Although Medicare provides Americans over the age of 65 with nearly universal health insurance coverage, seniors in the U.S. nevertheless face more cost-related access problems than elderly adults in other industrialized countries, according to a recent study.
An international survey by the Commonwealth Fund, conducted in early 2014, found that older Americans are more likely than their counterparts in ten comparable countries to report skipping needed medical care due to costs (19% vs. 6% on average), having difficulty paying medical bills (11% vs. 3% on average), and spending $2,000 or more in out-of-pocket expenses (21% vs. 7% on average).
“Despite Medicare coverage, older Americans have less protection from health care costs, primarily because of high deductibles and copayments, especially for pharmaceuticals, and limitations on catastrophic expenses and log-term care coverage.”
Commonwealth Fund 2014 International Health Policy Survey of Older Adults in Eleven Countries
The Fund surveyed older adults in the U.S. and ten other industrialized countries (Canada, Australia, New Zealand, and seven European countries). These countries’ populations skew older than the U.S. Even so, seniors in these countries were more likely to report being able to get same- or next-day appointments (68% on average, compared to 57% in the U.S.)
Under the Affordable Care Act, private insurance plans in the U.S. must include a cap on patient out-of-pocket costs. Traditional Medicare does not have such a limit, though many beneficiaries buy supplemental coverage or are eligible for Medicaid, which supplements Medicare benefits.

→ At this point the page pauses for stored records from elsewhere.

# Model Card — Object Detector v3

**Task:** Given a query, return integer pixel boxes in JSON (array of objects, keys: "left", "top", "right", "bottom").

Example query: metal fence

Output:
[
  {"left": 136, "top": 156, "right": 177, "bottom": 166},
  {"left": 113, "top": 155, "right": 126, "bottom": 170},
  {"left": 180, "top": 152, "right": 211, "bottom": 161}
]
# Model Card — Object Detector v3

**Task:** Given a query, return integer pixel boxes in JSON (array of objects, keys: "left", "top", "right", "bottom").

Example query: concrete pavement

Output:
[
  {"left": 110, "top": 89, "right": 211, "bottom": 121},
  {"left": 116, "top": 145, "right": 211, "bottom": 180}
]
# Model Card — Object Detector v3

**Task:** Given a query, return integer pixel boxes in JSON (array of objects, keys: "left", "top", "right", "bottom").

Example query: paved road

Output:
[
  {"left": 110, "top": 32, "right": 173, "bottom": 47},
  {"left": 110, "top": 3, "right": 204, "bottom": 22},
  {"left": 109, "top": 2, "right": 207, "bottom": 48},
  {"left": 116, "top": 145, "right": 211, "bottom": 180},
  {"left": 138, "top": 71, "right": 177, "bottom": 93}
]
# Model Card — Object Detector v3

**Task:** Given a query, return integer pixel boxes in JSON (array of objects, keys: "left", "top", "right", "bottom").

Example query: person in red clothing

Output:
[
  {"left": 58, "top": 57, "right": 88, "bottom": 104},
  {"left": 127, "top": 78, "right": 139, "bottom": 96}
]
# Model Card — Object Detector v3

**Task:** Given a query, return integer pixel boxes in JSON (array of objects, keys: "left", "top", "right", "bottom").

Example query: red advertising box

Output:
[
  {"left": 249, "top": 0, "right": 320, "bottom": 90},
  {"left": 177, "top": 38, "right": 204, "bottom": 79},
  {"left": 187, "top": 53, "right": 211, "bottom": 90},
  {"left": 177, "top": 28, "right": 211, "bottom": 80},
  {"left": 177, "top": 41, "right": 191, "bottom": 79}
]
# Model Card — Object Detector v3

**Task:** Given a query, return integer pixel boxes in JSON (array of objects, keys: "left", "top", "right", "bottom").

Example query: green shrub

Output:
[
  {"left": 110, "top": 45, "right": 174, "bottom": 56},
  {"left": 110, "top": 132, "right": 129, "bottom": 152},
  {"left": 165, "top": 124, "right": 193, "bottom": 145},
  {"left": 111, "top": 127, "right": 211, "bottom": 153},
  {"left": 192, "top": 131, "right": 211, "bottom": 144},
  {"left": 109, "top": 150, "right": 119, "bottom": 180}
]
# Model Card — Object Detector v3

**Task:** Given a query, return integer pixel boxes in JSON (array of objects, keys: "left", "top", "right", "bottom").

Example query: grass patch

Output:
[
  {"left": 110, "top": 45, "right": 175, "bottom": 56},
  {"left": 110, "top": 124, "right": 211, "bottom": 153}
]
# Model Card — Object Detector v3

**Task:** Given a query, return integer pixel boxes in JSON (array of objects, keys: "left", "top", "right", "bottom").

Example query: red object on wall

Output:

Some of the difference in costs and access may also be attributed to Americans being in worse health: 86% of American seniors reported suffering from two or more chronic conditions, compared to an average of 60% among their counterparts abroad.
Our analysis of data from the National Health Interview Survey found that, across all adults in the U.S., about 1 in 10 (11%) delayed or went without needed medical care because of cost in 2013. But these access problems are much more common among adults in worse health (22%).
The Peterson Center on Healthcare and KFF are partnering to monitor how well the U.S. healthcare system is performing in terms of quality and cost.